A ESG e a articulação golpista
Malgrado a debilidade de suas pautas em relação à política de desenvolvimento nacional, a ESG assumiu o posto indisputado de centro de formação do pensamento do oficialato militar e de boa parte da elite empresarial brasileira.
A ESG teve grande participação no movimento que levou à deposição de João Goulart em 1964 e à instauração subsequente da ditadura militar brasileira.

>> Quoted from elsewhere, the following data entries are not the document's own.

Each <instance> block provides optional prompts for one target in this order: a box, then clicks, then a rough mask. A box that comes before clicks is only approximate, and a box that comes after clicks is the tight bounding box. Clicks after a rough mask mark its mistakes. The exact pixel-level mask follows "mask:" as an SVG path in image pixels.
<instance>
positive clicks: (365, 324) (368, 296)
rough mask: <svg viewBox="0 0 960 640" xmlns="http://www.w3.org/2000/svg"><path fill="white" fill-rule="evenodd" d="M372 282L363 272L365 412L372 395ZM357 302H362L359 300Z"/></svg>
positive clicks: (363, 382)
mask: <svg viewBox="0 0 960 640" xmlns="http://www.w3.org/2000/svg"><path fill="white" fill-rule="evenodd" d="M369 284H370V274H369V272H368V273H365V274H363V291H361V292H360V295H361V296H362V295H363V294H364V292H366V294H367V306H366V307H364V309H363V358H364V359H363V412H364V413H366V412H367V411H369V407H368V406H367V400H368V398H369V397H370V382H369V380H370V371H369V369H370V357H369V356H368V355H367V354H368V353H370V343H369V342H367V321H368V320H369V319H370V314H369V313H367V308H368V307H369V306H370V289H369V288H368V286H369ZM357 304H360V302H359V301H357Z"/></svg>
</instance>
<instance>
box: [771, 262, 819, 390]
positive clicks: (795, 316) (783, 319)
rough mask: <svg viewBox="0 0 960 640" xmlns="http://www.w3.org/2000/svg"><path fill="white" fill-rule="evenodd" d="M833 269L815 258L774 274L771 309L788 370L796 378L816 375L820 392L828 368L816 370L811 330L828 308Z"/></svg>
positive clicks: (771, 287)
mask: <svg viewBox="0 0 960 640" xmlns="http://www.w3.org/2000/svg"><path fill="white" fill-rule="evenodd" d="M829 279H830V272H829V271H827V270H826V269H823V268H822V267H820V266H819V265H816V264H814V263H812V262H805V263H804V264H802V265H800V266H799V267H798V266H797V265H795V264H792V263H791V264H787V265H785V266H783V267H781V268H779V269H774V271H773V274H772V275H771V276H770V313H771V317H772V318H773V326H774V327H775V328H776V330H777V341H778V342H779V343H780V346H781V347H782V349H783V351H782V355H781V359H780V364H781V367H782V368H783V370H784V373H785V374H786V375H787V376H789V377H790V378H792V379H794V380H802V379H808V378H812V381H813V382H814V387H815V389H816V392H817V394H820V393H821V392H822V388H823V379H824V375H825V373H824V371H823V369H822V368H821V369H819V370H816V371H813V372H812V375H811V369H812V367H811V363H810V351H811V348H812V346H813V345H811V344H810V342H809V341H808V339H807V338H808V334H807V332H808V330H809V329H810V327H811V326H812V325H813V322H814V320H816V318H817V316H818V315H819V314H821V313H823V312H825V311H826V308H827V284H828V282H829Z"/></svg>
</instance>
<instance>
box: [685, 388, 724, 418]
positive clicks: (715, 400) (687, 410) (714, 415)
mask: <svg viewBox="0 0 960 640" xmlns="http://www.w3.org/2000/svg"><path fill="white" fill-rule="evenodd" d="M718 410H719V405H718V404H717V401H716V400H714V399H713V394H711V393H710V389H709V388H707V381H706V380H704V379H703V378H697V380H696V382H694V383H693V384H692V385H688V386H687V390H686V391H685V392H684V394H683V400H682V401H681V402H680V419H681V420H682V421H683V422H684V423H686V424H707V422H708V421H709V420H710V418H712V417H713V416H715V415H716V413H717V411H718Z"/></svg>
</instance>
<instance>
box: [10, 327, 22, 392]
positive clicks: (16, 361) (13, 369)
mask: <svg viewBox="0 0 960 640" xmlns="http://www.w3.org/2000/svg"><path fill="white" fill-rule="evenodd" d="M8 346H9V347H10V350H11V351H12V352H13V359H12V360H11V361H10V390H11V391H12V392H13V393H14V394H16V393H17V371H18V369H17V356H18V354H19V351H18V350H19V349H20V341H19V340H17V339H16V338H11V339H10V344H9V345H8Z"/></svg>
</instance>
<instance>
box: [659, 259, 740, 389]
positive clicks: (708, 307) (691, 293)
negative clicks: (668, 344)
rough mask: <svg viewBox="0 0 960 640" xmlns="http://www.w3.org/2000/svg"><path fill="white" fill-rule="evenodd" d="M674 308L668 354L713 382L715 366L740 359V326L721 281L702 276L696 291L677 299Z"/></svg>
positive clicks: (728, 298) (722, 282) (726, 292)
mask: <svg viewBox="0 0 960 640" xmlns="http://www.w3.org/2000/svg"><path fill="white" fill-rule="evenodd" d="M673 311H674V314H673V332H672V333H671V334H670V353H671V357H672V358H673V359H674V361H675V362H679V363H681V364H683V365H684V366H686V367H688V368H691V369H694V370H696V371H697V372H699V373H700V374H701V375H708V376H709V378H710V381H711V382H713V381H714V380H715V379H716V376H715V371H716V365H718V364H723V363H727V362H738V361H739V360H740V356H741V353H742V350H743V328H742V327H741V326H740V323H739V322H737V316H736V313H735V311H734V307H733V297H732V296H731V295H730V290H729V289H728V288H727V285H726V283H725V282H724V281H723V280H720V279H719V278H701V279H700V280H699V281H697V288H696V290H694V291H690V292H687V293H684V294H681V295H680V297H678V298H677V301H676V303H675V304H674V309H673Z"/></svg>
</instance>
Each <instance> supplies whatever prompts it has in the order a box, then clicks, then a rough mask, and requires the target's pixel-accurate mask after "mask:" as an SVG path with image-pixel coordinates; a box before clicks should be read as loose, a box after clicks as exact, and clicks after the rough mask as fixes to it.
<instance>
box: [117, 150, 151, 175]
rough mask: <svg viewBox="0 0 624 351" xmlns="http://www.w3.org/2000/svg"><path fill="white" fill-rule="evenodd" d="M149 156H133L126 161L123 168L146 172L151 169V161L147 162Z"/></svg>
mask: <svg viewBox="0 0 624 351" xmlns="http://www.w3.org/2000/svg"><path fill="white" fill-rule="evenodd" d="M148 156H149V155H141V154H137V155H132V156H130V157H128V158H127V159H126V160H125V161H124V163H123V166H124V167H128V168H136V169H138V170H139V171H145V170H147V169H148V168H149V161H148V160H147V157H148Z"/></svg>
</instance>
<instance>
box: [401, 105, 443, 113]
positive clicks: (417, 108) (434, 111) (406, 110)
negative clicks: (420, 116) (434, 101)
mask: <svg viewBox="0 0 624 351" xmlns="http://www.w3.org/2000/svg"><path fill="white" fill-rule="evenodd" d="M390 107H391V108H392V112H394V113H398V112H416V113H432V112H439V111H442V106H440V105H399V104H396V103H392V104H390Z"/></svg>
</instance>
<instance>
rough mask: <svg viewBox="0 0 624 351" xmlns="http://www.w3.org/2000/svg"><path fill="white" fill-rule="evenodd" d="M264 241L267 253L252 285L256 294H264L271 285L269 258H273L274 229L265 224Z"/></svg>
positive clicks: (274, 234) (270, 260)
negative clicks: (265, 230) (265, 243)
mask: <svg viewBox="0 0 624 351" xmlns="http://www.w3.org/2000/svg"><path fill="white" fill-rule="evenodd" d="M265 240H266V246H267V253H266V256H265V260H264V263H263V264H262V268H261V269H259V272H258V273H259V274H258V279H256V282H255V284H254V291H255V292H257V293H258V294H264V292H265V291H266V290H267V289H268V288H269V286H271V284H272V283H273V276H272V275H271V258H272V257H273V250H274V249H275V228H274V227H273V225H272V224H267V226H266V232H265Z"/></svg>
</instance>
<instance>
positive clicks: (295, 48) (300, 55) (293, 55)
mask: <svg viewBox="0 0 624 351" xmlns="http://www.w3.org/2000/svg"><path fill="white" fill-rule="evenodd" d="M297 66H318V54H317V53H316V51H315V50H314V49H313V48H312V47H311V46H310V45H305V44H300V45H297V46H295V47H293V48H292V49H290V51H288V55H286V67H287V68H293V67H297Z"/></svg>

Ecoando a visão das elites brasileiras e do governo norte-americano, que enxergavam Goulart e as reformas de base como ameaças, a instituição se converteu em um dos principais centros de articulação da conspiração golpista.
Os três principais atores militares envolvidos no golpe eram todos oriundos da ESG — Humberto Castelo Branco, Golbery do Couto e Silva e Ernesto Geisel.
Castelo Branco seria o primeiro general presidente da ditadura, responsável por implementar uma seria de medidas diretamente influenciadas pela ESG. Ernesto Geisel seria o quarto general presidente, responsável por operar o processo de distensão. Já Golbery se destacaria como um dos principais ideólogos do regime e idealizaria a criação do Serviço Nacional de Informações, peça central do aparato repressivo do governo.
A ESG e a ditadura
Após a concretização do golpe, apoiado militarmente pelo Pentágono através da “Operação Brother Sam”, o regime ligado à ESG imediatamente instituiu um projeto de incorporação das pautas ditadas por Washington.
Da reforma educacional às políticas de saúde, passando pela agenda econômica e política ambiental, os militares da ESG trataram de garantir que o Brasil cumprisse todas as ordens advindas da Casa Branca — pensamento sintetizado na conhecida frase do embaixador brasileiro Juraci Magalhães: “O que é bom para os Estados Unidos é bom para o Brasil”.
Durante toda a ditadura, a ESG funcionaria como um dos principais núcleos ideológicos do regime. A Doutrina de Segurança Nacional evoluiu para uma concepção de “guerra total” contra o inimigo interno, justificando a criação de aparatos repressivos como os Destacamentos de Operações de Informações – Centros de Operações de Defesa Interna (DOI-CODI) — responsáveis por torturar e assassinar centenas de opositores.
A ESG também intermediou uma série de acordos de cooperação que facilitaram o financiamento Washington ao aparato repressivo, através do envio de equipamentos e armas, criação de sistemas de vigilância, treinamento de militares em técnicas de repressão e controle social.
A redemocratização permitiu neutralizar em parte a influência da ESG sobre os rumos da política nacional, mas as doutrinas formuladas pela instituição continuam influenciando a visão de mundo dos oficiais — e a formação de militares que seguem até hoje como atores políticos relevantes.
O processo de militarização da política e das instituições do Estado, acelerado durante o governo de Jair Bolsonaro, — e massificado ao ponto de naturalizar o processo de militarização das escolas públicas — é uma evidência clara de que as ideias da ESG continuam vivas.
A disposição do ex-presidente em prestar continência à bandeira norte-americana e a empolgação de muitos militares com Donald Trump também sugerem que a americanofilia da caserna permanece intacta.